Prof. Dr. Ercan: Büyük deprem Tekirdağ’da olacak
Jeofizik Yüksek Mühendisi Prof. Dr. Övgün Ahmet Ercan, Marmara Bölgesi’nde büyük depremin Tekirdağ’da olacağını iddia etti. Ercan, "Kimse Tekirdağ depreminden söz etmiyor herkes İstanbul diyor. Oysaki büyük deprem Tekirdağ’da olacak. Marmara Ereğlisi’nin beklediği depremin yıkım kuvveti de 9 olacaktır. İstanbul’da beklenen depremde açığa çıkacak güç 4,3 atom bombası gücünde olacak ama Marmara Ereğlisi’nde olacak olan depremde açığa çıkacak güç ise 24 atom bombasına eş değer olacaktır” dedi.
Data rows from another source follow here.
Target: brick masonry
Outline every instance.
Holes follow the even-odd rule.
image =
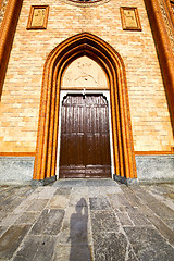
[[[32,4],[50,7],[46,30],[27,30]],[[122,29],[120,7],[137,7],[141,32]],[[89,32],[123,58],[136,151],[174,146],[156,47],[142,0],[110,0],[88,8],[69,1],[24,0],[1,97],[1,152],[35,152],[45,61],[60,42]]]
[[[8,5],[9,0],[0,0],[0,27],[2,24],[2,20],[4,17],[4,13],[7,10],[7,5]]]

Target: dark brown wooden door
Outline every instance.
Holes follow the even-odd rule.
[[[61,113],[60,177],[110,177],[107,99],[67,95]]]

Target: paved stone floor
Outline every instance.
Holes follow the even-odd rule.
[[[0,260],[174,260],[174,184],[0,187]]]

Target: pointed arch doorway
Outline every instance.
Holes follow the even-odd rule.
[[[44,182],[55,179],[62,75],[69,64],[83,55],[97,62],[108,78],[114,174],[117,177],[136,178],[124,63],[110,45],[89,33],[83,33],[63,41],[52,50],[46,61],[33,178]]]

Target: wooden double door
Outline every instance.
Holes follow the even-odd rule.
[[[109,108],[102,95],[63,99],[60,177],[111,177]]]

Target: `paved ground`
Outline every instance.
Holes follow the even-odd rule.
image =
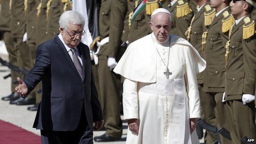
[[[0,99],[3,96],[11,93],[11,79],[8,78],[4,80],[3,76],[10,73],[9,70],[6,66],[0,66]],[[39,130],[32,128],[34,120],[36,115],[35,112],[31,112],[27,110],[27,105],[17,106],[9,104],[9,101],[0,100],[0,119],[10,122],[20,126],[29,131],[40,135]],[[121,117],[122,118],[123,117]],[[127,132],[127,123],[123,123],[123,130],[121,141],[117,142],[97,143],[95,144],[125,144]],[[94,136],[100,135],[105,133],[105,131],[94,132]],[[200,142],[203,142],[202,139]]]

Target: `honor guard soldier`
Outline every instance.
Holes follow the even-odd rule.
[[[202,36],[202,53],[205,54],[206,61],[206,68],[203,73],[203,90],[213,98],[218,129],[224,127],[228,130],[229,129],[229,122],[226,120],[227,105],[222,102],[225,90],[225,59],[222,57],[226,53],[225,46],[233,18],[222,20],[230,13],[230,0],[211,0],[210,5],[206,6],[204,25],[208,30]],[[222,143],[232,144],[231,140],[221,135],[220,138]]]
[[[251,0],[234,0],[235,18],[226,46],[225,98],[227,103],[233,144],[242,144],[244,136],[256,137],[255,99],[256,80],[255,22],[251,18]]]
[[[24,0],[11,0],[11,32],[14,39],[15,50],[18,51],[17,59],[18,66],[26,71],[30,70],[31,62],[30,53],[27,53],[28,46],[25,41],[26,36],[26,17],[27,3]],[[24,38],[24,39],[23,39]],[[24,39],[24,41],[23,41]],[[24,78],[25,74],[23,73],[21,78]],[[20,97],[17,99],[10,101],[10,104],[17,105],[27,105],[35,104],[35,93],[33,91],[25,98]]]
[[[199,0],[196,2],[198,3],[199,7],[197,9],[197,12],[192,18],[185,34],[187,41],[197,50],[201,57],[204,58],[205,55],[202,54],[202,35],[203,32],[207,31],[207,27],[204,25],[203,14],[206,11],[205,7],[206,5],[208,6],[210,2],[208,0]],[[197,75],[202,112],[201,113],[201,117],[207,123],[216,126],[215,115],[213,109],[214,103],[212,96],[203,90],[203,72],[202,72]],[[216,139],[216,136],[213,133],[207,131],[206,133],[207,134],[205,135],[204,137],[205,143],[211,144]]]
[[[1,3],[1,12],[0,12],[0,31],[3,34],[3,40],[5,43],[6,48],[8,52],[9,62],[12,65],[18,66],[18,64],[17,59],[17,51],[15,50],[14,45],[14,39],[11,34],[11,9],[10,2],[11,0],[4,0]],[[18,93],[15,93],[14,89],[16,85],[13,82],[16,80],[18,76],[18,72],[13,70],[11,71],[11,93],[8,96],[2,97],[4,101],[11,101],[19,98]]]
[[[49,0],[46,6],[47,26],[44,41],[52,39],[59,33],[59,20],[60,16],[72,8],[71,0]]]
[[[120,118],[121,76],[112,69],[117,64],[117,56],[123,30],[127,9],[127,0],[101,0],[99,11],[100,41],[98,46],[98,75],[100,98],[105,133],[95,137],[97,142],[119,141],[122,135]]]
[[[183,0],[173,0],[168,6],[174,23],[170,33],[187,39],[185,32],[194,16],[188,2]]]

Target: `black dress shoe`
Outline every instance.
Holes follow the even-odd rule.
[[[23,98],[22,100],[18,101],[16,103],[16,105],[30,105],[36,104],[35,98],[29,98],[27,97]]]
[[[96,137],[94,139],[94,140],[96,142],[109,142],[120,141],[121,139],[110,137],[107,135],[106,134],[104,134],[98,137]]]
[[[39,106],[39,103],[37,103],[36,104],[34,105],[34,106],[32,107],[27,107],[27,110],[31,110],[32,111],[36,111],[37,110],[37,109],[38,109],[38,107]]]
[[[3,97],[2,98],[2,100],[3,101],[10,101],[13,96],[14,94],[14,93],[12,92],[8,96]]]
[[[11,105],[16,104],[18,101],[23,100],[23,98],[22,98],[21,96],[20,96],[19,97],[11,100],[11,101],[10,101],[10,104]]]

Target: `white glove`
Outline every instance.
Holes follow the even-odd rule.
[[[22,39],[22,41],[25,42],[27,40],[27,32],[23,35],[23,39]]]
[[[242,101],[243,101],[244,105],[245,105],[246,103],[250,103],[254,100],[255,96],[249,94],[244,94],[242,95]]]
[[[225,92],[223,93],[222,94],[222,103],[225,103],[226,100],[225,99]]]
[[[116,59],[112,57],[109,57],[107,59],[107,66],[110,68],[110,70],[112,71],[117,64],[117,62],[116,61]]]

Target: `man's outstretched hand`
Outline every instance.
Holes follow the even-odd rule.
[[[26,96],[27,93],[27,87],[25,83],[21,80],[20,78],[17,78],[17,80],[18,82],[19,85],[16,87],[15,87],[15,90],[19,94],[21,94],[22,96]]]
[[[104,120],[103,120],[95,121],[95,126],[94,127],[94,129],[96,131],[101,129],[103,126],[103,123]]]

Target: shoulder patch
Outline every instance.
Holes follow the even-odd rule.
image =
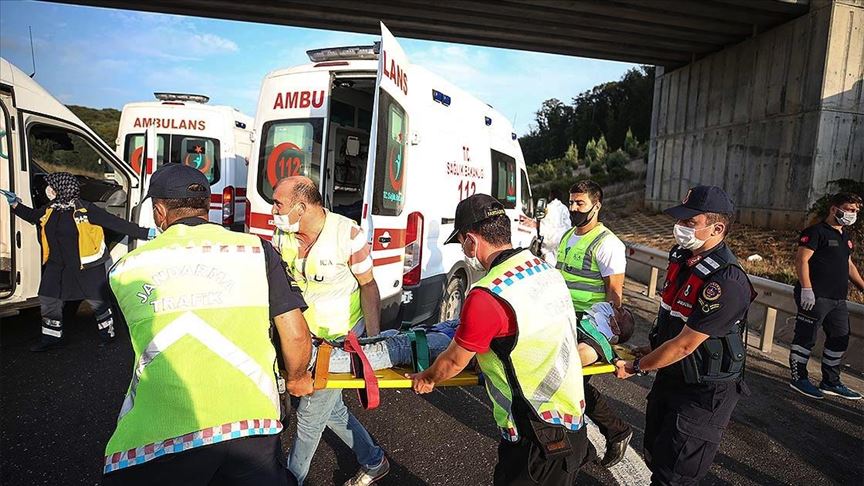
[[[720,287],[720,284],[717,282],[708,282],[705,284],[705,287],[702,289],[702,298],[713,302],[720,298],[723,294],[723,289]]]

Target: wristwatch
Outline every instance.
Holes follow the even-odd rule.
[[[636,376],[645,376],[648,374],[648,373],[642,371],[642,368],[639,367],[639,360],[641,360],[641,359],[642,358],[639,357],[639,358],[636,358],[633,360],[633,372],[634,372],[633,374]]]

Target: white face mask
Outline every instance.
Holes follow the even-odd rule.
[[[291,211],[294,211],[294,208],[291,208]],[[286,233],[296,233],[300,231],[300,218],[297,218],[297,221],[294,223],[292,223],[290,218],[288,218],[291,211],[288,211],[286,214],[273,215],[273,224]]]
[[[855,221],[858,221],[858,213],[837,208],[837,211],[834,212],[834,218],[843,226],[851,226],[855,224]]]
[[[676,224],[672,230],[675,242],[685,250],[695,250],[705,244],[705,240],[696,238],[696,229]]]
[[[468,238],[465,238],[465,241],[468,241]],[[469,257],[467,253],[465,253],[465,246],[463,242],[462,252],[465,254],[465,263],[468,264],[473,270],[478,272],[485,272],[486,269],[483,267],[483,264],[480,263],[480,260],[477,258],[477,240],[474,240],[474,256]]]

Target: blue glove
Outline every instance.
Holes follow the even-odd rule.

Jeofizik Yüksek Mühendisi Prof. Dr. Övgün Ahmet Ercan, Tekirdağ’ın Marmara Ereğlisi ilçe Belediyesi’nin düzenlediği, 'Deprem her an kapımızda’ konulu panele katıldı. Marmara Ereğlisi Kaymakamı Sıdkı Zeyin, Belediye Başkanı Hikmet Ata, Namık Kemal Üniversitesi Rektörü Prof. Dr. Mümin Şahin ile davetlilerin katıldığı panelde konuşan Prof. Dr. Ercan, Türkiye’nin deprem açısından en güvenli illerinin Kırklareli ile Edirne ve Tekirdağ’ın kuzey bölgeleri olduğunu söyledi. Trakya’da deprem açısından en güvensiz ve imara açılmaması gereken bölgelerin Ergene çukuru, Marmara Ereğlisi, Mürefte ve Şarköy kıyılarının yapılaşmaya açılmaması gerektiğini ancak buna engel olunamadığını ifade etti.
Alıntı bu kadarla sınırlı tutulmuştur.